Fannie Mae added new Adverse Market Delivery Charges and Loan-Level Pricing AdjustmentsFannie Mae announced a new risk-based pricing model and additional mortgage delivery fees this week, adding to the cost of buying a home.


Risk-based pricing was first introduced by Fannie Mae this past April. It added new, mandatory loan fees for high-risk borrowers while rewarding a small group of low-risk borrowers with fee credits.


In the updated model, even 720 credit scores with a 20 percent downpayment won’t protect mortgage applicants from the risk-based fees and they can range as high as 2.750 percent, depending on credit scores and downpayment size. 


Fannie Mae will continue the practice of rewarding high-downpayment borrowers with fee credits.


Fannie Mae’s second pricing change involves the Adverse Market Delivery Charge and it is not risk-based — it applies to all applicants equally. 


First introduced in December 2007, Adverse Market Delivery Charges are mandatory surcharges on all conforming mortgages.  The fee was initially a quarter-percent.  It’s now doubled to 0.500 percent.

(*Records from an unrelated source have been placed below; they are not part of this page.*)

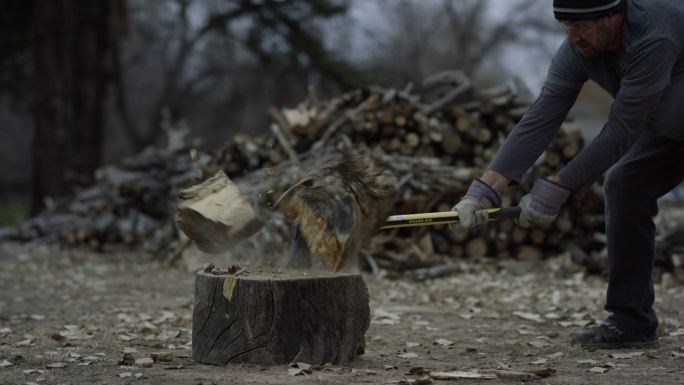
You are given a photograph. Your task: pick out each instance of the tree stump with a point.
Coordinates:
(277, 319)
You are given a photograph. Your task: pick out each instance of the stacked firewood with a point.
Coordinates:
(434, 143)
(130, 206)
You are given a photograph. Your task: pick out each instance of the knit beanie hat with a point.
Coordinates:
(585, 9)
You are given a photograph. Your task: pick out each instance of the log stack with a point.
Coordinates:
(434, 143)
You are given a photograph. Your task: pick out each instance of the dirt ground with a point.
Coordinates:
(69, 317)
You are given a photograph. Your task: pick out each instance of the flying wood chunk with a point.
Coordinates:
(215, 214)
(338, 205)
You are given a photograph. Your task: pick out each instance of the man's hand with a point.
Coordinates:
(541, 205)
(472, 209)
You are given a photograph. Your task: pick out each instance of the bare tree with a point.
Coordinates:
(429, 36)
(72, 56)
(219, 52)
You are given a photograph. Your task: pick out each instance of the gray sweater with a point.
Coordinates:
(646, 78)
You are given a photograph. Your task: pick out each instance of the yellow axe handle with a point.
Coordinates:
(443, 218)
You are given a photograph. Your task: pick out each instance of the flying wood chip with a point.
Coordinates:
(215, 214)
(338, 205)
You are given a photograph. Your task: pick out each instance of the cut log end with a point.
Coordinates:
(269, 320)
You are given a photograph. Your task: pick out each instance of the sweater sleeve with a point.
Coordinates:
(533, 133)
(647, 73)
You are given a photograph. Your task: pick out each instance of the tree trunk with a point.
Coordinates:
(269, 319)
(72, 57)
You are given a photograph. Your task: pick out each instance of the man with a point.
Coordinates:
(632, 49)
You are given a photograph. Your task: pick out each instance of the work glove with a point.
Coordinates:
(541, 205)
(472, 208)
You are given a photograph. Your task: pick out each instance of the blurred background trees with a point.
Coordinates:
(84, 84)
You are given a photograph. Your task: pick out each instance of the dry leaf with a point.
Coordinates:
(383, 317)
(144, 362)
(297, 371)
(162, 356)
(26, 342)
(423, 380)
(528, 316)
(5, 363)
(457, 375)
(625, 356)
(543, 372)
(303, 365)
(515, 376)
(538, 343)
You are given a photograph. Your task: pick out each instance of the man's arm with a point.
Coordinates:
(530, 137)
(648, 70)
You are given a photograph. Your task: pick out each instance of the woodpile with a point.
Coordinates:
(433, 143)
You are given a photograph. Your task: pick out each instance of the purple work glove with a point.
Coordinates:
(541, 205)
(472, 209)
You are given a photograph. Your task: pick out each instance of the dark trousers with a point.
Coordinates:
(653, 167)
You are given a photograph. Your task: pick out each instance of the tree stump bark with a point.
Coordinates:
(270, 319)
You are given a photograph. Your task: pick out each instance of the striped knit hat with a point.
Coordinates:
(585, 9)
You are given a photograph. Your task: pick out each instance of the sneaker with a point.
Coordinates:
(608, 336)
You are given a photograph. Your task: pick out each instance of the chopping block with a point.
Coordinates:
(279, 318)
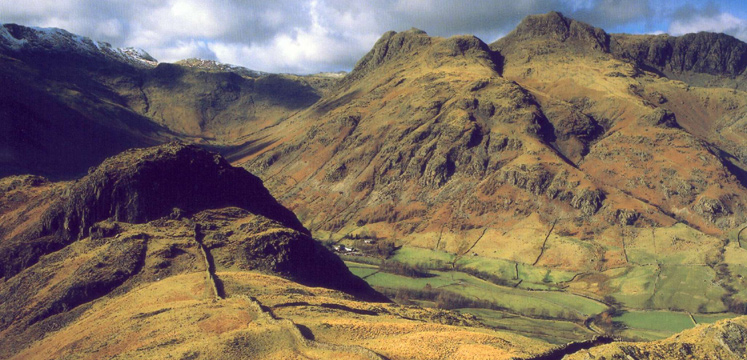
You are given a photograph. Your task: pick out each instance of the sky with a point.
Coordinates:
(310, 36)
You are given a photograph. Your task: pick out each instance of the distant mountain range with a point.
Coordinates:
(589, 174)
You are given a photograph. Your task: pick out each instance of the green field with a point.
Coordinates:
(532, 303)
(361, 270)
(553, 331)
(650, 325)
(503, 269)
(689, 288)
(528, 298)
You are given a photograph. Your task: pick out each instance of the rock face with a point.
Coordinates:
(168, 181)
(63, 89)
(710, 53)
(555, 27)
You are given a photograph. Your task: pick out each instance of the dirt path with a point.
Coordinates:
(544, 243)
(215, 285)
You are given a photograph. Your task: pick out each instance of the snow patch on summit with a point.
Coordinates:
(18, 38)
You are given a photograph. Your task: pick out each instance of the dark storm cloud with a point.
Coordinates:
(321, 35)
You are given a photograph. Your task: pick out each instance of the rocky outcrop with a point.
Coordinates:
(661, 118)
(391, 45)
(138, 186)
(555, 27)
(710, 53)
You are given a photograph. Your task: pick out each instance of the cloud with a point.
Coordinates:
(690, 19)
(307, 36)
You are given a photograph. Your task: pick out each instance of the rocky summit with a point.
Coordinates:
(561, 192)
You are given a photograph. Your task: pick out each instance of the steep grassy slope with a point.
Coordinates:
(171, 271)
(67, 103)
(547, 150)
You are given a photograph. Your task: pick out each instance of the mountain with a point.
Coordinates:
(563, 183)
(169, 250)
(546, 150)
(68, 102)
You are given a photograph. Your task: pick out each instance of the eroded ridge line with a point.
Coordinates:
(210, 277)
(267, 315)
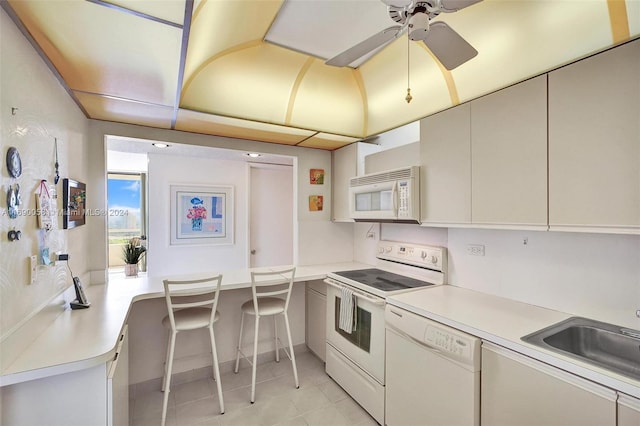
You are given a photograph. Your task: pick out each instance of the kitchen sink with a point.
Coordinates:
(605, 345)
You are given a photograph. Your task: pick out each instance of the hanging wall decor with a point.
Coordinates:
(45, 207)
(13, 200)
(57, 165)
(316, 176)
(14, 163)
(201, 214)
(316, 203)
(74, 195)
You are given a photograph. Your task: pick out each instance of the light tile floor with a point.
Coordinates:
(318, 401)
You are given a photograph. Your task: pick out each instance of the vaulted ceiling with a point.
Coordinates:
(255, 69)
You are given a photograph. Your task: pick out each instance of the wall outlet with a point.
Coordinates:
(33, 262)
(62, 257)
(475, 249)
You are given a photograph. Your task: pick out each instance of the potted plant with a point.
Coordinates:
(132, 253)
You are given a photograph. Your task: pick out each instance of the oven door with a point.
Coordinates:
(365, 345)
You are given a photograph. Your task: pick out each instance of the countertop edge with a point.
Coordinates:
(122, 300)
(581, 369)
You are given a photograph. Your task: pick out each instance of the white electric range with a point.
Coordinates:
(356, 360)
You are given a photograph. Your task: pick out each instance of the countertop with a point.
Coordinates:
(503, 322)
(79, 339)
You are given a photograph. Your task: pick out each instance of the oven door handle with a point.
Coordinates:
(357, 293)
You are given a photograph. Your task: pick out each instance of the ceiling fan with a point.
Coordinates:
(415, 17)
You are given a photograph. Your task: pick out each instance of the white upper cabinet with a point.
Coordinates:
(347, 162)
(594, 143)
(445, 153)
(485, 162)
(509, 156)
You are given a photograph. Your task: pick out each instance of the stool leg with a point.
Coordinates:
(216, 369)
(275, 330)
(255, 361)
(239, 344)
(293, 355)
(167, 389)
(166, 361)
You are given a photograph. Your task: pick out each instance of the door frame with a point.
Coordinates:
(294, 174)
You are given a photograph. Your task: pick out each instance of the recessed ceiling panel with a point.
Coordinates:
(168, 10)
(122, 111)
(254, 83)
(633, 16)
(329, 99)
(191, 121)
(325, 28)
(327, 141)
(220, 25)
(97, 49)
(385, 81)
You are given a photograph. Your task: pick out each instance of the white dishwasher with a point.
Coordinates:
(432, 372)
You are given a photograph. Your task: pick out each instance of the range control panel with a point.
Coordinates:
(431, 257)
(446, 341)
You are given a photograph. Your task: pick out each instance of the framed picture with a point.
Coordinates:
(316, 176)
(201, 214)
(74, 203)
(316, 203)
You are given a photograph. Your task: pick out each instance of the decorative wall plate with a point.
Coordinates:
(14, 163)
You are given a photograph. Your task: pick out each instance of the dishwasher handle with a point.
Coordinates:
(435, 337)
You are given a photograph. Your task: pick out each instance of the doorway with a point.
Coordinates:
(271, 225)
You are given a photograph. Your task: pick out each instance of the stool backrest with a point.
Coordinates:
(272, 283)
(182, 294)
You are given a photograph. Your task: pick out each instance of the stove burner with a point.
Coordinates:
(383, 280)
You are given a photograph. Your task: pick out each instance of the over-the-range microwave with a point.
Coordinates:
(390, 196)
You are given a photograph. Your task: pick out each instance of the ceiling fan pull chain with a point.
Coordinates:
(408, 97)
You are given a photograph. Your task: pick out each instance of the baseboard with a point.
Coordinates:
(225, 367)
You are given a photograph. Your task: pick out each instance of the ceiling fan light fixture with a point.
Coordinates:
(419, 26)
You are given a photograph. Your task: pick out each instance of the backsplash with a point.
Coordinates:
(591, 275)
(35, 109)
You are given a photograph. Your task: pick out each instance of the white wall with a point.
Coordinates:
(44, 112)
(592, 275)
(313, 227)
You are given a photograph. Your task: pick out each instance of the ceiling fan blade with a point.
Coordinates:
(359, 50)
(448, 46)
(453, 5)
(398, 3)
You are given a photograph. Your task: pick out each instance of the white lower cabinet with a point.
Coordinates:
(118, 384)
(316, 335)
(517, 390)
(628, 410)
(92, 396)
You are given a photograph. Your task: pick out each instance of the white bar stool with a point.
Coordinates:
(264, 286)
(192, 305)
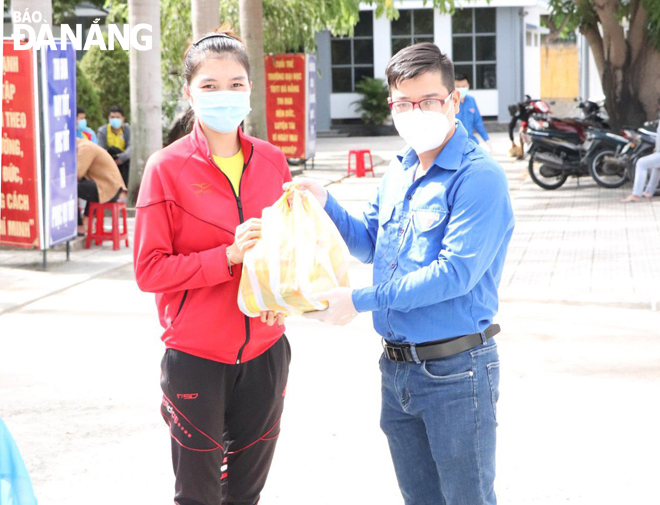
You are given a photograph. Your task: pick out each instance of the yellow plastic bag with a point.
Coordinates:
(300, 253)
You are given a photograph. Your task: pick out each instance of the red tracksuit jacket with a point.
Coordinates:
(186, 217)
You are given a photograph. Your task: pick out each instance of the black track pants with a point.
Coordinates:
(224, 420)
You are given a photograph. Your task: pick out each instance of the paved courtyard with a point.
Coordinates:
(80, 354)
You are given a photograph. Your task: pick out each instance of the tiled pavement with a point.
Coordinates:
(577, 244)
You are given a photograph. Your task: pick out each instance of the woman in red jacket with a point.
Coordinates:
(223, 374)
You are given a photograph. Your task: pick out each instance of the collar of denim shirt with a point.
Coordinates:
(451, 156)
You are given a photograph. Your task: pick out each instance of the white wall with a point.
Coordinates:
(488, 101)
(532, 54)
(442, 32)
(341, 105)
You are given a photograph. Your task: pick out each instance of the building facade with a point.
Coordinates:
(497, 44)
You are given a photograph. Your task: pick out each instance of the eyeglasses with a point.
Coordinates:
(427, 105)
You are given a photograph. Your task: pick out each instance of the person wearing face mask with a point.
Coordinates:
(437, 234)
(84, 131)
(468, 113)
(115, 137)
(223, 374)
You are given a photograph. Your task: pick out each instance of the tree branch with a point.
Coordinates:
(637, 30)
(555, 32)
(595, 41)
(614, 40)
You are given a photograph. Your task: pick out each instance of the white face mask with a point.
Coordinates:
(423, 131)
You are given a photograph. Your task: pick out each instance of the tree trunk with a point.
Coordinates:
(146, 93)
(44, 7)
(251, 19)
(626, 64)
(205, 15)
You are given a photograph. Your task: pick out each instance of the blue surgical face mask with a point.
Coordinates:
(116, 122)
(222, 111)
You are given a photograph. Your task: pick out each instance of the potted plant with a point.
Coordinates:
(373, 105)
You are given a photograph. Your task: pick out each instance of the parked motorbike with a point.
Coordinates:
(569, 147)
(527, 110)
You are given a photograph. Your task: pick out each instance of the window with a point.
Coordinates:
(353, 58)
(474, 45)
(413, 26)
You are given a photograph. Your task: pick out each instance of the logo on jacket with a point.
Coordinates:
(202, 188)
(187, 396)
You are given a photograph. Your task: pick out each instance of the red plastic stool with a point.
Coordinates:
(359, 155)
(99, 234)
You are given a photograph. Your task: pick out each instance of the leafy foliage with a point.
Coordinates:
(373, 103)
(108, 72)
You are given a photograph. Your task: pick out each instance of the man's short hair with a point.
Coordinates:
(462, 77)
(417, 59)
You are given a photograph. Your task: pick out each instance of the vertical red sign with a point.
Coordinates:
(19, 200)
(285, 103)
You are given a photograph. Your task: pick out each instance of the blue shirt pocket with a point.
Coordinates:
(428, 229)
(385, 222)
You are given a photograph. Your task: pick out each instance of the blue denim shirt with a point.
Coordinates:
(470, 117)
(437, 244)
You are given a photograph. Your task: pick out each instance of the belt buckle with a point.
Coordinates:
(394, 353)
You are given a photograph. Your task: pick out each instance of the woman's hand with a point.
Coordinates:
(246, 236)
(314, 187)
(269, 318)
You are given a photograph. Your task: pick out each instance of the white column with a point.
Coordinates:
(382, 45)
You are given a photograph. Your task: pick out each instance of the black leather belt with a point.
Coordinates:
(416, 353)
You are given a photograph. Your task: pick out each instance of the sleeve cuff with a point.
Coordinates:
(364, 299)
(215, 266)
(331, 205)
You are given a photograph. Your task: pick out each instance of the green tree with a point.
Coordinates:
(109, 71)
(624, 36)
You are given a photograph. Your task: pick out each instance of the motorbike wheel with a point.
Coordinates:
(549, 182)
(606, 175)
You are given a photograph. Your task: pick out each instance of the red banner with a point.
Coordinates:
(19, 202)
(285, 103)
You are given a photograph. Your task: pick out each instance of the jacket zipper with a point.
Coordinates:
(183, 300)
(239, 204)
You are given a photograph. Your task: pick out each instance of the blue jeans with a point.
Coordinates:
(439, 417)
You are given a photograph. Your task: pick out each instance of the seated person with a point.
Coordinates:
(117, 134)
(647, 168)
(99, 179)
(84, 131)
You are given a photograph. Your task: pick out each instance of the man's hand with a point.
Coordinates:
(246, 236)
(314, 187)
(340, 311)
(269, 317)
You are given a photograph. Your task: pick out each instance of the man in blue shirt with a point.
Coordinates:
(437, 233)
(468, 113)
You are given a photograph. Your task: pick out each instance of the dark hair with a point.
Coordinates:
(223, 42)
(461, 77)
(417, 59)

Combining risk-based pricing and delivery fees, mortgage applicants have two choices to pay them:



  1. As a one-time fee, paid at closing, payable to the lender
  2. As an interest rate increase, payable month-after-month to the lender

The one-time fee is calculated by multiplying to fee amount by the applicant’s loan size and dividing by 100.  The interest rate increase is calculated as a general rule, where each 0.500 percent in fees can be substituted for a 0.125 percent increase to a mortgage rate.


The fees become “official” October 1, 2008, but lenders are expected to deploy them much sooner.